Akar ad Al-Meshri: “La Turchia continuerà le sue attività di solidarietà, militari e di sicurezza in Libia”

Il ministro della Difesa turco, Hulusi Akar, ha annunciato che la Turchia continuerà il suo sostegno militare e di sicurezza alla Libia. Akar ha incontrato oggi, martedì 22 settembre 2020, il presidente dell’Alto Consiglio di Stato libico, Khalid al-Meshri.

Secondo un comunicato diffuso dal Ministero di Ankara, durante l’incontro presso il ministero della Difesa nazionale nella capitale Ankara, Akar e Meshri si sarebbero scambiati pareri sugli ultimi sviluppi in Libia.

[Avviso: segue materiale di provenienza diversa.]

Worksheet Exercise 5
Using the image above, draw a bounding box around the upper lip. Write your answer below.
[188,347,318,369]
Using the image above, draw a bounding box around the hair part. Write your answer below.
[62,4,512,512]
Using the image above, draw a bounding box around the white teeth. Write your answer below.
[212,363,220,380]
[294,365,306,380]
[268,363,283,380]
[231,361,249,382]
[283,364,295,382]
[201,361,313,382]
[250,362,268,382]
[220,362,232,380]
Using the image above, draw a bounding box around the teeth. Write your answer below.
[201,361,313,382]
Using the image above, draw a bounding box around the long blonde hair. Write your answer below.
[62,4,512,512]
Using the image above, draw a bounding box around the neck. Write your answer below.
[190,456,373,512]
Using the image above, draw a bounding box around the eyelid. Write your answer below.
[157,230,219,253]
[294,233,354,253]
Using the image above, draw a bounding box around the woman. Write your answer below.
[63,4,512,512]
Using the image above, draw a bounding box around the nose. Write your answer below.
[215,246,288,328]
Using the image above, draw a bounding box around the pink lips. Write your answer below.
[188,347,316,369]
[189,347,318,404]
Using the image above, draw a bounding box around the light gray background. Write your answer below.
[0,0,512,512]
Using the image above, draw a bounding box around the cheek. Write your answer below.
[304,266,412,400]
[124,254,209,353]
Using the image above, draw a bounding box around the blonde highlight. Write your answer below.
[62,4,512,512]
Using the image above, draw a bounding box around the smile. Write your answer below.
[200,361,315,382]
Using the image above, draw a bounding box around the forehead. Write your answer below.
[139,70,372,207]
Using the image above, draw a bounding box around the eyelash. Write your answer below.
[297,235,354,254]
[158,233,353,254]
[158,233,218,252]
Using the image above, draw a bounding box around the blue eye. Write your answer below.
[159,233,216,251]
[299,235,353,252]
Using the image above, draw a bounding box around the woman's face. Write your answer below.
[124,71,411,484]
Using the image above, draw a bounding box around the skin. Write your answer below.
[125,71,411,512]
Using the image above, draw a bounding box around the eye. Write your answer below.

Akar ha sottolineato i legami amichevoli e fraterni di 500 anni tra Turchia e Libia. “La Turchia continuerà le sue attività di solidarietà, militari e di sicurezza e l’addestramento per i fratelli libici”, ha detto Akar.  

Il ministro ha ribadito che la Turchia è vicina al Governo legittimo in Libia, riconosciuto dalle Nazioni Unite, e ha aggiunto che “la Libia appartiene ai libici” ed Ankara farà tutto il possibile affinché la regione guadagni stabilità. La nota ha concluso ribadendo che la Turchia continuerà a sostenere una Libia indipendente, sovrana e stabile.  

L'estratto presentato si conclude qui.